Procurada por diversas pessoas da comunidade, relatando que estão sendo notificadas pela Companhia Riograndense de Saneamento (Corsan), para que comprovem a regularização de poços artesianos ou a lacração dos mesmos em suas residências, a Prefeitura de Taquara emitiu um comunicado, no início da tarde desta terça-feira (24), explicando que a medida advém da Secretaria Estadual do Meio Ambiente e Infraestrutura (Sema) e da Corsan, não tendo nenhuma ligação com o Município.
“Esta é uma ação da Secretaria de Meio Ambiente do Estado que, com o auxílio da Corsan, que possui os cadastros das redes de abastecimento de água na cidade, está fazendo um trabalho para a regularização dos poços”, ressalta o funcionário do Procon, agente de fiscalização, Geraldo Felipe da Silva.
Segundo explica, em Taquara foram notificadas cerca de duas mil residências.
“Podem acontecer três situações. Eu tenho um poço e quero utilizá-lo, então vou fazer a outorga pela Sema e regularizar o meu poço. Eu tenho um poço e não quero mais utilizá-lo, então vou solicitar o lacre do poço à Corsan ou o tamponamento contratando um técnico. E se eu não tiver nenhum poço e receber a notificação, vou até a Corsan e comunico o fato, solicitando a exclusão da lista. Não precisamos entrar em pânico”, observa o fiscal.
Prefeitura também recebeu notificações
O assessor jurídico da Prefeitura de Taquara, Lucas Bohs, informou que diversos prédios utilizados pelo Município também foram notificados pela Corsan.

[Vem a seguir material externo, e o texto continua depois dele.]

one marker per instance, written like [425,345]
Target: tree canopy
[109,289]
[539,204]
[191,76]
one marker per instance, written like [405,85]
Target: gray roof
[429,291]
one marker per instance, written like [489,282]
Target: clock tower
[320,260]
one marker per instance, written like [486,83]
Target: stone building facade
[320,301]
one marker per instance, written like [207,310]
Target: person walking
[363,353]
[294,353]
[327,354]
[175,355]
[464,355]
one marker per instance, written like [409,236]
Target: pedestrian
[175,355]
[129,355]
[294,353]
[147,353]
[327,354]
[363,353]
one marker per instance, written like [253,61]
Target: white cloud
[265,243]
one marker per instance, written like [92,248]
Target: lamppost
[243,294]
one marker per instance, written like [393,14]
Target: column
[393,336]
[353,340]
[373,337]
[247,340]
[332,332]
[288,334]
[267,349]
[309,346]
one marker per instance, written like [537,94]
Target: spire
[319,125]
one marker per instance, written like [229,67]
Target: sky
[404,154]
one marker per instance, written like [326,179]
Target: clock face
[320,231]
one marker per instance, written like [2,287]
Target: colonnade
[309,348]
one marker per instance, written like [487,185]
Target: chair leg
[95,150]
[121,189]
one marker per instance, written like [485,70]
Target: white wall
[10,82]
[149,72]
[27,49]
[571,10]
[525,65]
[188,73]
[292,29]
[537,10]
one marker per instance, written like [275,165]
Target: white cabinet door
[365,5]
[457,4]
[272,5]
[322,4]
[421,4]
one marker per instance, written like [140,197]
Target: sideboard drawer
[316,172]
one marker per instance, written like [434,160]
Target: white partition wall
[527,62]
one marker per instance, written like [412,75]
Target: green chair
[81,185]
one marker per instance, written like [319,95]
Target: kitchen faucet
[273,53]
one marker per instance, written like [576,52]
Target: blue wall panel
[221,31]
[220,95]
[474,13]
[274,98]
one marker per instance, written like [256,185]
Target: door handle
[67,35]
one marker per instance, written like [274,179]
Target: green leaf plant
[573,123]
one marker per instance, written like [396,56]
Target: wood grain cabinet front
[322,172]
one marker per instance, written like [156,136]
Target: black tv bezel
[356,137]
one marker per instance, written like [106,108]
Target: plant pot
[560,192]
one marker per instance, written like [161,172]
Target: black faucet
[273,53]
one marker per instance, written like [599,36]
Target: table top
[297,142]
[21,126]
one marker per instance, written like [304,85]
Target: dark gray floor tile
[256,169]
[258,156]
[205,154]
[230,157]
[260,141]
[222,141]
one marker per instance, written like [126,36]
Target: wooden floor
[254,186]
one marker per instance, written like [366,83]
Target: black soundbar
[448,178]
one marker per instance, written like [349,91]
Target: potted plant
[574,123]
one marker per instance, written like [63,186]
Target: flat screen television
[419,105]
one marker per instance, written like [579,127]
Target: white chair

“A Corsan está nos notificando por eventuais poços artesianos que teríamos aberto eventualmente em nossas unidades consumidoras, mas não temos nenhum poço e também não houve nenhuma vistoria pela companhia”, menciona o assessor.
Ele reitera ainda que a prefeitura está coletando imagens dos locais notificados e enviando respostas destacando o equívoco.
“Mesmo que haja um respaldo legal para estas notificações, não sabemos qual fator de identificação desses poços foi utilizado”, comentou Lucas.
O secretário municipal de Meio Ambiente, Defesa Civil e Causa Animal, Matheus Modler, explica que a legislação que trata de recursos hídricos estabelece que a pessoa que dispõe de água encanada, tratada, não pode ter poço artesiano para consumo próprio, por isso esta notificação.
“Existe respaldo legal para isso, entretanto a forma como está sendo feita a notificação nos incomodou. Muitas pessoas estão procurando a prefeitura, mas não temos como ajudar a regularizar por ser uma concessão estadual”, salienta, lembrando que o ex-secretário de Orçamento e Finanças, Jefferson Muller, esteve em contato com a superintendência da Corsan, em Porto Alegre.
“Tomei conhecimento da suspensão dos prazos das notificações a partir da explanação do ex-secretário Jefferson Muller que esteve na superintendência da companhia relatando a situação”, revela Matheus, comentando que deveria haver algum acesso às pessoas que não tem condições de arcar com os custos deste serviço.
“Não houve um programa de regularização que desse acesso a pessoas de baixa renda que não tem condição de contratar um técnico, por isso acho ser equivocada a notificação”, menciona o secretário de Meio Ambiente, Defesa Civil e Causa Animal de Taquara.